O desembargador Magid Nauef Láuar, da 9ª Câmara Criminal do Tribunal de Justiça de Minas Gerais (TJMG), acolheu um recurso do Ministério Público de Minas Gerais (MPMG) e restaurou a condenação do homem de 35 anos acusado de estupro de vulnerável contra uma menina de 12 anos, em Indianópolis, no Triângulo Mineiro. A decisão também mantém a prisão da mãe da vítima, que havia sido condenada por omissão.

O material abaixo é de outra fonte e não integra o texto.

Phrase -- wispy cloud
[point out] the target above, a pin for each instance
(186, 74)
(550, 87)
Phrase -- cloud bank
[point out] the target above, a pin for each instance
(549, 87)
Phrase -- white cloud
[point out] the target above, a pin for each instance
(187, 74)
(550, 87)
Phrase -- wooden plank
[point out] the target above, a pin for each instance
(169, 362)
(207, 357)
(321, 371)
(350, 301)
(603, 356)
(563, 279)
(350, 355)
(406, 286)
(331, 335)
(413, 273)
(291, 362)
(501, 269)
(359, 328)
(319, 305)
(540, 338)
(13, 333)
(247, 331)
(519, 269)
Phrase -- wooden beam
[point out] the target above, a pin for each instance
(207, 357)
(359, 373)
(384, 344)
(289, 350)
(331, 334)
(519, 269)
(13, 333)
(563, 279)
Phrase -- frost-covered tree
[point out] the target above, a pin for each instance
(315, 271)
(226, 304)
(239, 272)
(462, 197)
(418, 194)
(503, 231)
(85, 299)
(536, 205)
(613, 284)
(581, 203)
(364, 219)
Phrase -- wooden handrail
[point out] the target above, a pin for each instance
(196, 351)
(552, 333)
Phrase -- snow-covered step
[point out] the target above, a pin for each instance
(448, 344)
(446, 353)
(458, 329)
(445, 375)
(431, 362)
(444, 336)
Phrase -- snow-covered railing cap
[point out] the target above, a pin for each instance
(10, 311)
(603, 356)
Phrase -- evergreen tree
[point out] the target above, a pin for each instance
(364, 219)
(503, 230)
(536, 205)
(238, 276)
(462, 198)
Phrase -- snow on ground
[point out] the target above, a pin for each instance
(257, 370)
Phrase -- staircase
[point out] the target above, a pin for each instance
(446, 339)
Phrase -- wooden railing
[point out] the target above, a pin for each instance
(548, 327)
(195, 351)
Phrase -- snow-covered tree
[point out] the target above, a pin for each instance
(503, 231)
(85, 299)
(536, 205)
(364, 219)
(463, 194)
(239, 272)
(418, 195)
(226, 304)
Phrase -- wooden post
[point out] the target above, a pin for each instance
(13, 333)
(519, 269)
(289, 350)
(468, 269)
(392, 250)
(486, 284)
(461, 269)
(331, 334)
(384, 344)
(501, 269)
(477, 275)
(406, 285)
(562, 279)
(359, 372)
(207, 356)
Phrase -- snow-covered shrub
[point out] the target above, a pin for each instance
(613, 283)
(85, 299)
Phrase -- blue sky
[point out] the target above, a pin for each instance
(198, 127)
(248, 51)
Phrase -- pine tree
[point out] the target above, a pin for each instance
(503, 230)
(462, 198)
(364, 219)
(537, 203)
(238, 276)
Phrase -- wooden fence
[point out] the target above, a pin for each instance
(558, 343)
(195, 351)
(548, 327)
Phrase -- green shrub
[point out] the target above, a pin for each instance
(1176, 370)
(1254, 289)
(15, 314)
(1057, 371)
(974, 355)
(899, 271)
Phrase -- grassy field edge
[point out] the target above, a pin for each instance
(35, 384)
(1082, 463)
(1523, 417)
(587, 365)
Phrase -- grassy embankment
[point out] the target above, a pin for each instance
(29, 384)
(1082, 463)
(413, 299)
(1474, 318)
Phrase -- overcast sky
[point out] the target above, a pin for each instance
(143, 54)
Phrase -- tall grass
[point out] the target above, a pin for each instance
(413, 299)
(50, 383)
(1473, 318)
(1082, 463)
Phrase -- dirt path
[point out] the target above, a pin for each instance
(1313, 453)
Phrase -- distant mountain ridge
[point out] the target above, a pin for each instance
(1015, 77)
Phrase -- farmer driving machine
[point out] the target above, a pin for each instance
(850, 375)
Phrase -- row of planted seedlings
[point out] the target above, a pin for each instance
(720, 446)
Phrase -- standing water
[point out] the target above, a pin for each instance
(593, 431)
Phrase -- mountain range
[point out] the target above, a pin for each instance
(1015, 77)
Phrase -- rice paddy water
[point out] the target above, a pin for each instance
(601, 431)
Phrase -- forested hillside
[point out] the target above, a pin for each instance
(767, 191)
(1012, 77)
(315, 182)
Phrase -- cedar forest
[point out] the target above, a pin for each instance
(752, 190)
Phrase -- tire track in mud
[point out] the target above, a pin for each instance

O caso ganhou repercussão nacional após o desembargador, em 11 de fevereiro, votar pela absolvição do réu sob a justificativa de que o relacionamento entre o homem e a criança teria sido “consensual” e baseado em um “vínculo afetivo”, com a suposta anuência dos pais da vítima. O voto foi acompanhado pelo desembargador Walner Barbosa Milward de Azevedo, com divergência da desembargadora Kárin Emmerich.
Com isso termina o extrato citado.